O enforcer: o cavaleiro de armadura invisível
Dentro dessa estrutura de guilda, existe um papel específico que remonta diretamente aos antigos cavaleiros: o enforcer.
Ele não está ali para acumular pontos ou estatísticas de ataque. Sua função é proteger, intimidar quando necessário e manter a ordem moral do gelo.
Jogadores como Bob Probert, Marty McSorley e Tie Domi não eram apenas lutadores: eram garantidores da justiça dentro das quatro linhas de gelo. Eles eram o braço armado da honra da equipe. Quando um astro ofensivo apanhava covardemente, o enforcer era chamado. Não por vingança pessoal, mas por justiça em nome da coletividade.

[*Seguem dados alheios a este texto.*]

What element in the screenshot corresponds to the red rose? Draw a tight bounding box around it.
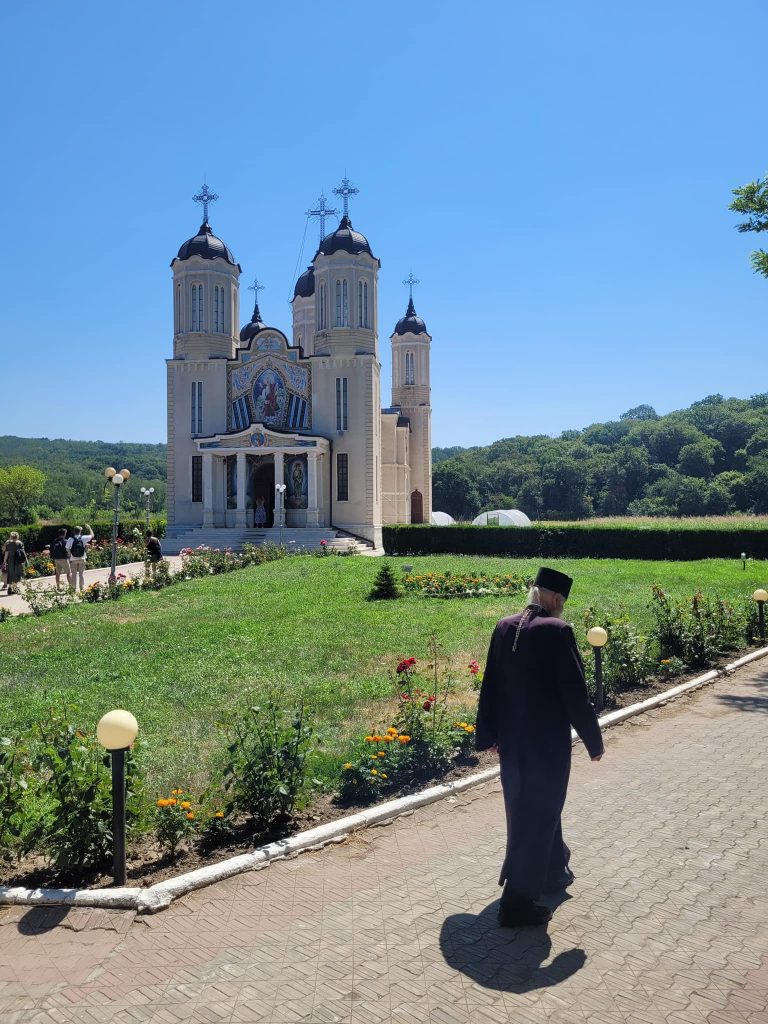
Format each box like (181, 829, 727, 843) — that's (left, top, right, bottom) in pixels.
(422, 701, 432, 712)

O rito de passagem: a primeira briga, o primeiro sangue
Assim como o escudeiro precisava provar sua coragem no campo antes de receber o título de cavaleiro, o jovem jogador na NHL muitas vezes precisa passar por seu “batismo de sangue”: a primeira briga.
Não se trata de violência gratuita. Trata-se de mostrar aos companheiros de time que ele está disposto a pagar o preço para fazer parte daquela irmandade.
Veteranos como George Parros e Colton Orr contam em entrevistas que a primeira briga foi mais uma prova de caráter do que de força. Não é preciso vencer. É preciso mostrar que você tem coração.
O vestiário: a capela da irmandade
Se o gelo é o campo de batalha, o vestiário é a catedral dessa irmandade. Ali, lágrimas e sangue se misturam com o suor. Discursos de líderes de equipe têm o tom de sermões. As conversas nos intervalos de jogo são como conselhos de guerra. Os abraços depois de uma vitória suada têm mais significado do que muitas celebrações familiares.
Ali dentro, o que acontece no vestiário fica no vestiário. Um princípio tão rígido quanto o segredo de um confessionário.
A conversão pós-carreira: do banco de penalidades ao altar
Tal como muitos cavaleiros, ao final de suas jornadas, vários enforcers e ex-jogadores da NHL enfrentam o vazio do pós-carreira. Alguns caem no alcoolismo, outros em depressão. Mas muitos encontram redenção em Deus.
O banco de penalidades se torna, simbolicamente, um ensaio para o confessionário.
Exemplos não faltam de jogadores que, após anos de brigas e cicatrizes, encontraram um chamado maior: convertendo-se ao cristianismo, tornando-se pastores, missionários ou mesmo sacerdotes católicos.
O caso mais emblemático é o de Shawn Thornton, que mesmo não se tornando sacerdote, tornou-se símbolo de serviço comunitário e exemplo de redenção pessoal. Outros, como Mike Fisher, embora não fossem enforcers puros, também representaram esse espírito de homem de fé após a carreira.
Conclusão: uma ordem cavaleiresca no século XXI
A NHL, vista por este prisma, é mais do que um campeonato de hóquei. É uma ordem moderna de guerreiros. Homens que se unem por um ideal maior que eles mesmos. Que se levantam quando caem. Que protegem os seus. Que lutam com honra.
Eles são os cavaleiros de hoje. Apenas trocaram a armadura de ferro por capacetes de policarbonato e armam-se não com espadas, mas com tacos e punhos cerrados.
No fim das contas, o gelo da NHL é o campo onde a honra ainda é uma moeda com valor real.